MAP (mean average precision) on the other hand takes into account the number of relevant items in the ranked list. It is calculated by averaging the average precision at each position in the ranked list, which is defined as the number of relevant items in the list up to that position divided by the total number of items in the list up to that position. MAP ranges from 0 to 1, with higher values indicating better performance.
For instance, we first calculate the average precision by using the formula:
\[ AP = \frac{1}{RD} \sum_{k=1}^n P(k) r(k) \]
where \(RD\) is the number of relevant documents for the query, \(n\) is the total number of documents, \(P(k)\) is the precision at position \(k\), and \(r(k)\) is the relevance of the \(k^{th}\) retrived document (0 if not relevant, 1 if relevant).
MRR (mean reciprocal rank) measures the rank of the first relevant item in a ranked list. It is calculated by taking the reciprocal of the rank of the first relevant item, and averaging this value across all queries or users. For example, if the first relevant item for a given query has a rank of 3, the MRR for that query would be 1/3. MRR ranges from 0 to 1, with higher values indicating better performance.

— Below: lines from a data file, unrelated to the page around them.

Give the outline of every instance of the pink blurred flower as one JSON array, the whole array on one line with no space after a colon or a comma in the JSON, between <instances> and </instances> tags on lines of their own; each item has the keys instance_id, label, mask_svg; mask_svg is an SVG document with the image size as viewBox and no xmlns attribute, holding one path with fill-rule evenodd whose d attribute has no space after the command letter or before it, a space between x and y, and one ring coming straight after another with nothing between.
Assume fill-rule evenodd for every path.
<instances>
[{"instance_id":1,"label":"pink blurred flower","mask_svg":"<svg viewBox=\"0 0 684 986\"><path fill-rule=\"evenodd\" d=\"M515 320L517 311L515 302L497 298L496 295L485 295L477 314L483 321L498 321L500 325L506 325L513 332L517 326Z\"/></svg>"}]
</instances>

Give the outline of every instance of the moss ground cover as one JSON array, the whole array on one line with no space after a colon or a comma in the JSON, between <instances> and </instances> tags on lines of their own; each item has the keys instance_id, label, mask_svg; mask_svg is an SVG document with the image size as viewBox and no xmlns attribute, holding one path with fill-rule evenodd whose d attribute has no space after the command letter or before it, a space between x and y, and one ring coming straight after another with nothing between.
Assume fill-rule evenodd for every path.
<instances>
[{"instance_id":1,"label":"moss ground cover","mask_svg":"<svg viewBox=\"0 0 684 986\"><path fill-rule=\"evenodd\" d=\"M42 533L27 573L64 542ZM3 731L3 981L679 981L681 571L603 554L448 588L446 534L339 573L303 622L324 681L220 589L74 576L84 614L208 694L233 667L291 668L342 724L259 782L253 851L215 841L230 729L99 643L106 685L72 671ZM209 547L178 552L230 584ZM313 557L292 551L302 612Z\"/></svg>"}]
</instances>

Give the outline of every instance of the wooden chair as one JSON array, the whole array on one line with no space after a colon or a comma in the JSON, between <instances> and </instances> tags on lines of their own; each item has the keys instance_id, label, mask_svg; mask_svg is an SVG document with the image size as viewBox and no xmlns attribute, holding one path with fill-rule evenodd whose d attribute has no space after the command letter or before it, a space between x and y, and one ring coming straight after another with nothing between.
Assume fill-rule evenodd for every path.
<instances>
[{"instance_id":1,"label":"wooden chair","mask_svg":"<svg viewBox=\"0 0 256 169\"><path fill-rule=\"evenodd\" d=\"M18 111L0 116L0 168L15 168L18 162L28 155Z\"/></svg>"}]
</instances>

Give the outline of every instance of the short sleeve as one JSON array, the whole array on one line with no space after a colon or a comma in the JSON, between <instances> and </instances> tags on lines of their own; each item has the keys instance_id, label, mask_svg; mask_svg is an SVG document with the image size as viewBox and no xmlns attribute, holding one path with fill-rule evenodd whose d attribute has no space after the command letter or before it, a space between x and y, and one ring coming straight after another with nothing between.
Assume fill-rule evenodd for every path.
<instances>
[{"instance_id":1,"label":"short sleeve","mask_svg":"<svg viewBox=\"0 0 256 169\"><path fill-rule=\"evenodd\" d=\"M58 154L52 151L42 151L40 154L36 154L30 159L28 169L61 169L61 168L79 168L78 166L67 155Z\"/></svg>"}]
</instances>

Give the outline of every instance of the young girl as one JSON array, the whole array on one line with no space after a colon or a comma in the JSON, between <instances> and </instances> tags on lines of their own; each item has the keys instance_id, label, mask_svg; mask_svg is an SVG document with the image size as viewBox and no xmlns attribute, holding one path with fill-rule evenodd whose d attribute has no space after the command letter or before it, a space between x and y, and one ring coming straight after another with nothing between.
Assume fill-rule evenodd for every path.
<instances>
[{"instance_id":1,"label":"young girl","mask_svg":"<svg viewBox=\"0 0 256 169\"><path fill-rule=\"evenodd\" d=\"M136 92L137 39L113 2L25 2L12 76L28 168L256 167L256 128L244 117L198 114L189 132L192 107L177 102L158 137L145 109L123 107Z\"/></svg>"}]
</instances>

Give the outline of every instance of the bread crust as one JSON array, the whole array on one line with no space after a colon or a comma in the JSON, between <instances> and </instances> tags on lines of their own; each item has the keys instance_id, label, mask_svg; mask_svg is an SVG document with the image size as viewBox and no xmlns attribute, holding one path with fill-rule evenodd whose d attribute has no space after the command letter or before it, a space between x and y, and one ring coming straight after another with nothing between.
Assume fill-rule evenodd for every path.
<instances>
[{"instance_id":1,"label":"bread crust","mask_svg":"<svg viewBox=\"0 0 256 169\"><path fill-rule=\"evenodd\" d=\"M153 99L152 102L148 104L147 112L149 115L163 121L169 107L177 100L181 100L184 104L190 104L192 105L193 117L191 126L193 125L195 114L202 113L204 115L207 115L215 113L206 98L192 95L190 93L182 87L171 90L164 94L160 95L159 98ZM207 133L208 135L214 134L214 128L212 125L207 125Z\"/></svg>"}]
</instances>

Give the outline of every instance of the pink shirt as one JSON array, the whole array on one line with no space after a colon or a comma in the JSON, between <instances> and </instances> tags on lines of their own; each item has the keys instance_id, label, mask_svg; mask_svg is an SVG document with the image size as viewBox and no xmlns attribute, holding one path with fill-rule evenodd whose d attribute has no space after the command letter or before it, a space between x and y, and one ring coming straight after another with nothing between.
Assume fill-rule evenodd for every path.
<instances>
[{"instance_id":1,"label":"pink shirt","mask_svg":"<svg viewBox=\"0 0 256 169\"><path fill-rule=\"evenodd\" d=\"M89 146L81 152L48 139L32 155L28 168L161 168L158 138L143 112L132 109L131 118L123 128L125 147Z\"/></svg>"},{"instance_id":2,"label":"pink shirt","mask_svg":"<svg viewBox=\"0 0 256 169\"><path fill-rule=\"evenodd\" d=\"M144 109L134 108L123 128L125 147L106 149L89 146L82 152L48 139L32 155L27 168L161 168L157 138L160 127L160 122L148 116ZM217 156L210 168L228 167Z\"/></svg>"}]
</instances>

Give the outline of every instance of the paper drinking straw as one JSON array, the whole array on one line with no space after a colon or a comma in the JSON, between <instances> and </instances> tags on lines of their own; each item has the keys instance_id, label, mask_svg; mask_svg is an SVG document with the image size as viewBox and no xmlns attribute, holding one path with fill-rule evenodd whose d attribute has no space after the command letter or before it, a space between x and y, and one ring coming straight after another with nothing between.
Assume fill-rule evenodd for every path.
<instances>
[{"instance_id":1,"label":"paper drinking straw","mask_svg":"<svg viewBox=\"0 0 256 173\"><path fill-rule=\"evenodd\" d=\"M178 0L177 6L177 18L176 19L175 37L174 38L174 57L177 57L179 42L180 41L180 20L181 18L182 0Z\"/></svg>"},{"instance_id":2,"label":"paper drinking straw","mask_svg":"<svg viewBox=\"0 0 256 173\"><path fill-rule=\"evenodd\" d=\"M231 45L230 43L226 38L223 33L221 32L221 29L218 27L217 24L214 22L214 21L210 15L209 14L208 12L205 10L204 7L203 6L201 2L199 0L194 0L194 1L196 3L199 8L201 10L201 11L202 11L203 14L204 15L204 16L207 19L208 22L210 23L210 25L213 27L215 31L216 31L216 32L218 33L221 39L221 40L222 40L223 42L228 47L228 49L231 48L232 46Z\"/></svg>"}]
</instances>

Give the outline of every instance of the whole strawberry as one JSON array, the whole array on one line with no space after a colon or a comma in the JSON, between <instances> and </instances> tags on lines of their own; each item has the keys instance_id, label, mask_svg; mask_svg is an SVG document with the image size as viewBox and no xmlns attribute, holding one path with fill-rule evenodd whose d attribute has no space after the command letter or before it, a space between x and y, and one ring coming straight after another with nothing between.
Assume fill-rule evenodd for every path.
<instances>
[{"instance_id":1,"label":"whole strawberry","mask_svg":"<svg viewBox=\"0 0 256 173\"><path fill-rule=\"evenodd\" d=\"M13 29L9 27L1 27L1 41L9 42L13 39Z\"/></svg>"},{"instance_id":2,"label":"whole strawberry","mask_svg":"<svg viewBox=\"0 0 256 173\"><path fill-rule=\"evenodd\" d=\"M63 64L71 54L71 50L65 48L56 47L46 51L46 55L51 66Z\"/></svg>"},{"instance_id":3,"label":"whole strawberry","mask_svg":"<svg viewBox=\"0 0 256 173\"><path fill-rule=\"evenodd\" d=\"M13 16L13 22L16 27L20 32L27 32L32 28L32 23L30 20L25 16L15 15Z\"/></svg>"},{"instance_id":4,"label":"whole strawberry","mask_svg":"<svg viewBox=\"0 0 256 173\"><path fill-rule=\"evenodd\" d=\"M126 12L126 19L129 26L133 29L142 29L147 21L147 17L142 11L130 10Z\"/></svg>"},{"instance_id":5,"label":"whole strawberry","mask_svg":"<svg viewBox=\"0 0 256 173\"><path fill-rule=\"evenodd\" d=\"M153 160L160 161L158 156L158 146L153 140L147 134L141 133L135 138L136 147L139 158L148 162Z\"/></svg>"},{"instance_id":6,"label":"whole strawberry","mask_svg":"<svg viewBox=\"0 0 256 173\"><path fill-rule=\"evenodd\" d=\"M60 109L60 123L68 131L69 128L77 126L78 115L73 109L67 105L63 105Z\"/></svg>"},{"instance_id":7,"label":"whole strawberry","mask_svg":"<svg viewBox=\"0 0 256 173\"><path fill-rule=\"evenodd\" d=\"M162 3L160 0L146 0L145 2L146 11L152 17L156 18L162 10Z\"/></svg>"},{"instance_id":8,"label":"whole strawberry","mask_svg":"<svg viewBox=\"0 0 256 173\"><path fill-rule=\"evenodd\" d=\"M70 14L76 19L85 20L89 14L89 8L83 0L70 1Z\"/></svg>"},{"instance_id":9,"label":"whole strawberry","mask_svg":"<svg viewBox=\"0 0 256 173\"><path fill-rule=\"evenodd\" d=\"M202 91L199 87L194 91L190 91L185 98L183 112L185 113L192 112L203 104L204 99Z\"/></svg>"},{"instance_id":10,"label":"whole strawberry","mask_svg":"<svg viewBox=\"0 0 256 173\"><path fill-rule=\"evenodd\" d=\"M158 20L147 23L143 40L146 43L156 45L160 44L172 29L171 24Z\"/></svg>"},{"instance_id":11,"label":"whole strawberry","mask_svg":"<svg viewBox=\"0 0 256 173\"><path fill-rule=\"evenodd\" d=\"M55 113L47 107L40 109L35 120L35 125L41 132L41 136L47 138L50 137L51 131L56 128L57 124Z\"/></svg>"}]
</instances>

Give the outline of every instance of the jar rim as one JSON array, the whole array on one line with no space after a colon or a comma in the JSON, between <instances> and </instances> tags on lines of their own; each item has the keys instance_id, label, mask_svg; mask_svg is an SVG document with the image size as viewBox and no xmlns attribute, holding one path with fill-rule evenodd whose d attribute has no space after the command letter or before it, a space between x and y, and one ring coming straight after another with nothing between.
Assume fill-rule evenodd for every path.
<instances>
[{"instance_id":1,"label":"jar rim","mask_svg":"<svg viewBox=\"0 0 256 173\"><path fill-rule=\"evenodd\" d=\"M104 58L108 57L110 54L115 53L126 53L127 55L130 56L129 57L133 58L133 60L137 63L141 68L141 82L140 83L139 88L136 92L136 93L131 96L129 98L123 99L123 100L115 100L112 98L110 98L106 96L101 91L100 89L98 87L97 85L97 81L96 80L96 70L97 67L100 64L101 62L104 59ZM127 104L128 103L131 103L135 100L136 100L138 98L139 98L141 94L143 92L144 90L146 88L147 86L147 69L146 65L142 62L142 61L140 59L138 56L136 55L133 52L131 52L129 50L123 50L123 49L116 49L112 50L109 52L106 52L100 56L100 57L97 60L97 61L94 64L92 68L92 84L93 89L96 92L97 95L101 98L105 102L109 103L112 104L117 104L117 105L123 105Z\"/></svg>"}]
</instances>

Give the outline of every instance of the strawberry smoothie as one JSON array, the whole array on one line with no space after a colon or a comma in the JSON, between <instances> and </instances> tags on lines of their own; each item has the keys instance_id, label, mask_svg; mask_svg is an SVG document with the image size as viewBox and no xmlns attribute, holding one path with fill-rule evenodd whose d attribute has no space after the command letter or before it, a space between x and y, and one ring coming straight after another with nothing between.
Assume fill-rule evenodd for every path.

From sklearn: AP summarizes a precision-recall curve as the weighted mean of precisions achieved at each threshold, with the increase in recall from the previous threshold used as the weight:
\[ AP = \sum_n (R_n - R_{n-1}) P_n \] where \(R_n, P_n\) are the recall and precision at the \(n-th\) threshold. This implementation is not interpolated and is different from computing the area under the precision-recall curve with the trapezoidal rule, which uses linear interpolation and can be too optimistic. –>
Some additional nuances across several ranking metrics:
Precision @ top N does not care about position: as long as you are ranked in the top N it gives equal weight
MRR only focuses on the first relevant item that is found. Hence this metric will give the same result in a scenario where we have:
Ranking 1: Not relevant, Not relevant, Relevant, Relevant, Relevant (Reciprocal Rank = 1/3)
Ranking 2: Not relevant, Not relevant, Relevant, Not Relevant, Not relevant (Reciprocal Rank = 1/3)
Finally, Recall @ k is typically problematic when we have a ton of relevant items (e.g. search): This is because the denominator will always be huge, but we do not really care about that.